Background of the Uniform Commercial Real Estate Act
The Uniform Law Commission (“ULC”) is a well-known non-profit organization that seeks to bring clarity and stability to critical areas of state statutory law. For example, the ULC, also known as the National Conference of Commissioners on Uniform State Laws, developed the Uniform Commercial Code which helped to bring substantial uniformity of commercial law through the enactment of model legislation in all fifty states and other U.S. jurisdictions.
The ULC sought to bring similar uniformity to state receivership laws after noting a wide disparity of law and practice. The ULC developed UCRERA for application to receiverships involving commercial real estate with the goal of achieving greater predictability for litigants, lenders, and other parties affected by a receivership proceeding.

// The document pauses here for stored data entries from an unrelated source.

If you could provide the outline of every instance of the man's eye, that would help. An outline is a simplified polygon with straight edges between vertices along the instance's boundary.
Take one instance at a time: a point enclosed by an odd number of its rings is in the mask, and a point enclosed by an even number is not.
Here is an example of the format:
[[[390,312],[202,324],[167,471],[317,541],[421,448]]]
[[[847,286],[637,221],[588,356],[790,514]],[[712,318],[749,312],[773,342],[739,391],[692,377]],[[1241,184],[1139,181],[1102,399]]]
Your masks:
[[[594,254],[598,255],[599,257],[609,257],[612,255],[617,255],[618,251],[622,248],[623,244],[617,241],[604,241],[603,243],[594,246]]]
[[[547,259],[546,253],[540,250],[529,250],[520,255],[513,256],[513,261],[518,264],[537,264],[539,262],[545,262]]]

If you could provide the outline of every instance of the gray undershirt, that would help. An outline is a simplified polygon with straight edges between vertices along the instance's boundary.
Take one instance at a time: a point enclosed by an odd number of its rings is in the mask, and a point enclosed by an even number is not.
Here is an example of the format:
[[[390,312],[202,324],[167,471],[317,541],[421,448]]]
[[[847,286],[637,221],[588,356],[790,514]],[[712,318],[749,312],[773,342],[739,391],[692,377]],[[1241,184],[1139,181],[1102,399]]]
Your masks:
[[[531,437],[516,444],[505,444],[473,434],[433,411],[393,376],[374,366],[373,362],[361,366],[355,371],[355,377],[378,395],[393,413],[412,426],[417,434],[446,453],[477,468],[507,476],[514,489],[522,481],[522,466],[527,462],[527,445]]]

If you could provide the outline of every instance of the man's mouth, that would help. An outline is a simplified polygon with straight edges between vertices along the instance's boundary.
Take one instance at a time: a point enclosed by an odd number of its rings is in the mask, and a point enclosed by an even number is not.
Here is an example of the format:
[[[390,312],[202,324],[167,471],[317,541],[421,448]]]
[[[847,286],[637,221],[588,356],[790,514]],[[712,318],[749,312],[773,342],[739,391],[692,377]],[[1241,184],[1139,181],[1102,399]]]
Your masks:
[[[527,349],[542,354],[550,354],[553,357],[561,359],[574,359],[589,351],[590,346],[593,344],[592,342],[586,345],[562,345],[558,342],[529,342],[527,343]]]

Progress though in achieving national uniformity has been slow. The ULC adopted UCRERA in the summer of 2015. Since then, per the ULC enactment tracker site, twelve states have enacted the model law (or a substantially similar version). Those states consist of: Arizona, Connecticut, Florida, Maryland, Michigan, Nevada, North Carolina, Oregon, Rhode Island, Tennessee, Utah and West Virginia. Although Connecticut enacted the law in 2021 its effective date was delayed until July 1, 2023.
Key Provisions
The full text of Connecticut’s enacted version of UCRERA is available here. Some key provisions include the imposition of an automatic injunction (“stay”) against creditor collection activity, a mechanism for judicial approval of a receivership sale “free and clear” of liens (with liens attaching to available sale proceeds), and the establishment of process for the filing of creditor claims. Each of these components is discussed briefly below:
Automatic Stay
An order appointing a receiver over commercial real estate “operates as a stay, applicable to all persons, of an act, action or proceeding” affecting a wide range of creditor enforcement actions against the property. The law provides for creditors to seek relief from the stay to continue enforcement actions against the property, upon a showing of cause. A creditor who violates the stay may be liable for damages including actual damages and reasonable attorney's fees. The law allows for the imposition of civil contempt damages if the stay violation is found to be intentional.

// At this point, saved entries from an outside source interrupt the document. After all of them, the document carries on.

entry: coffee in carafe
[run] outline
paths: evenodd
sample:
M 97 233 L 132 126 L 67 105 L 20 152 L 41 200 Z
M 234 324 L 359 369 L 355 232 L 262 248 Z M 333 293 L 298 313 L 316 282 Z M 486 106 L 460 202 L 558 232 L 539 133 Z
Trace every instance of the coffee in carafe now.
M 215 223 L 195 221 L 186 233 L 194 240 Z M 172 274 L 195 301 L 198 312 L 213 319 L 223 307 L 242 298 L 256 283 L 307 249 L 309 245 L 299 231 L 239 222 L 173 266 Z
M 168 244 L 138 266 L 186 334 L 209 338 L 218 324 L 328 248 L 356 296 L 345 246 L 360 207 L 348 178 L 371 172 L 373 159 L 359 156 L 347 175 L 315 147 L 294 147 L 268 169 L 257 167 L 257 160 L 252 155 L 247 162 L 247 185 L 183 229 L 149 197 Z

Sale Free and Clear of Liens
A receiver, with court approval, may obtain authority to transfer receivership property other than in the ordinary course of business by sale, lease, license, exchange or other disposition. The statute specifically provides that a sale can be made “free and clear” of liens with any such liens attaching to the proceeds of the sale. Further, such a sale can be accomplished through either a private or public auction process. The law permits a secured creditor to credit bid outstanding indebtedness and thus offset against the purchase price all or part of the creditor’s allowed secured lien.
Claims Process
The law establishes a process for creditors with claims relating to the property to be notified of a deadline to file proofs of claim. Failure of a creditor to timely file a proof of claim will result in the creditor not receiving a distribution from the receivership proceeding (unless the court otherwise orders).
Summary
The above concepts will be familiar to anybody who has navigated federal bankruptcy proceedings. Clearly, the ULC tailored several bankruptcy law concepts that it thought would work well in state law receivership proceedings involving commercial real estate. Although nationwide adoption of UCRERA has been limited to date, it is possible that more states may consider adoption given the challenges present for the asset class in today’s economy. Lenders dealing with distressed property in Connecticut will begin to find out soon whether the law delivers on its promise of an efficient process for extinguishing junior liens, maximizing value and transferring title efficiently.